Dasharo / dasharo-issues

The Dasharo issue tracker
https://dasharo.com/
25 stars 0 forks source link

Reliable and automatic GPU HCL report #462

Open pietrushnic opened 1 year ago

pietrushnic commented 1 year ago

The problem you're addressing (if any)

There is no automatic way to obtain reliable information about GPU HCL. More than the amount of information dumped by Dasharo HCL is needed.

The topic of GPU identification is quite complex—what can be seen in the following Phoronix Test Suite function.

Temporarily as part of this effort, we will remove GPU compatibility since we can only rely on reports with physical evidence and maintain lists manually.

Describe the solution you'd like

Ideally, we would reimplement the Phoronix identification code from the linked function or the others. Or even better, use PTS, but just that part we need for GPU identification.

There may be other options which we need to learn about.

Where is the value to a user, and who might that user be?

GPU compatibility is one of the most important and searched topics. It can be a driving factor in switching to Dasharo.
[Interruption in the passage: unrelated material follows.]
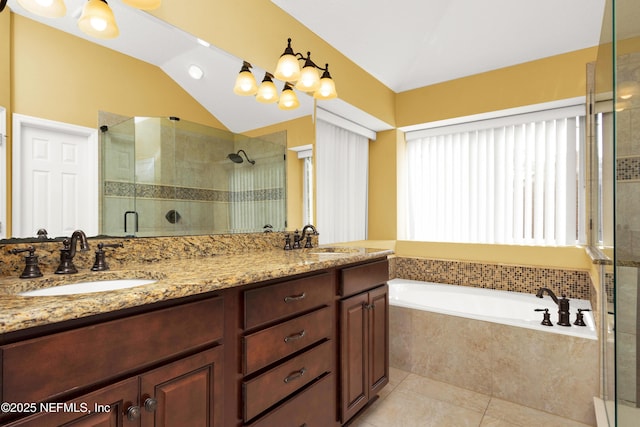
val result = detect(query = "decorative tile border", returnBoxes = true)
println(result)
[104,181,285,202]
[616,157,640,181]
[390,257,591,299]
Describe alternatives you've considered

No response

Additional context

No response

zirblazer commented 1 year ago

I actually believe than making a useful, good Video Card HCL requires A LOT of manual work and can't really be automatized to any meaningful degree because there are just way too many stages where the GPU may not function the way you expect it to, up to the point that you would end up with a bad quality list where things just "partially works". And that info is almost worthless. For example, older Dasharo versions for the MSI Z690-A had the major bug of not initializing the IGP of certain Processors ( https://github.com/Dasharo/dasharo-issues/issues/274 ), which went completely unnoticed because for users that flashed Dasharo with those Processors, if Dasharo could automatically pick a boot device without having to go to the Firmware setup menu to configure boot order, these users would believe than Dasharo booted straight to Linux because they got video output working after Linux Intel GPU Drivers took over, whereas for other people it just got stuck on the UEFI Shell and it appeared as if the Motherboard was bricked when in truth Dasharo was properly flashed and working, but there was no video. So for all practical purposes, for some people the IGP worked since it was fully functional in the OS, except for Firmware stages, where it did not. Thus it "partially works". From an user perspective, more so for one that is doing the novelty thing of trying a third party Firmware, the most critical moment where I'm expecting the Video Card to work is precisely at Firmware POST time, and info about that seems to be hard to collect beyond cbmem successfully detecting the Video Card as a PCI Device, reporting than it managed to load its Option ROM, and detecting a Monitor plugged to it. So you likely need manual confirmation than for the user, the card displays the Dasharo splash screen on the Monitor and you can enter and interact Firmware setup with no performance anomalies or visual glitches, which is pretty much the most important thing. You can't really automatize this, and without this info, a HCL doesn't means much unless you specify WHAT is working.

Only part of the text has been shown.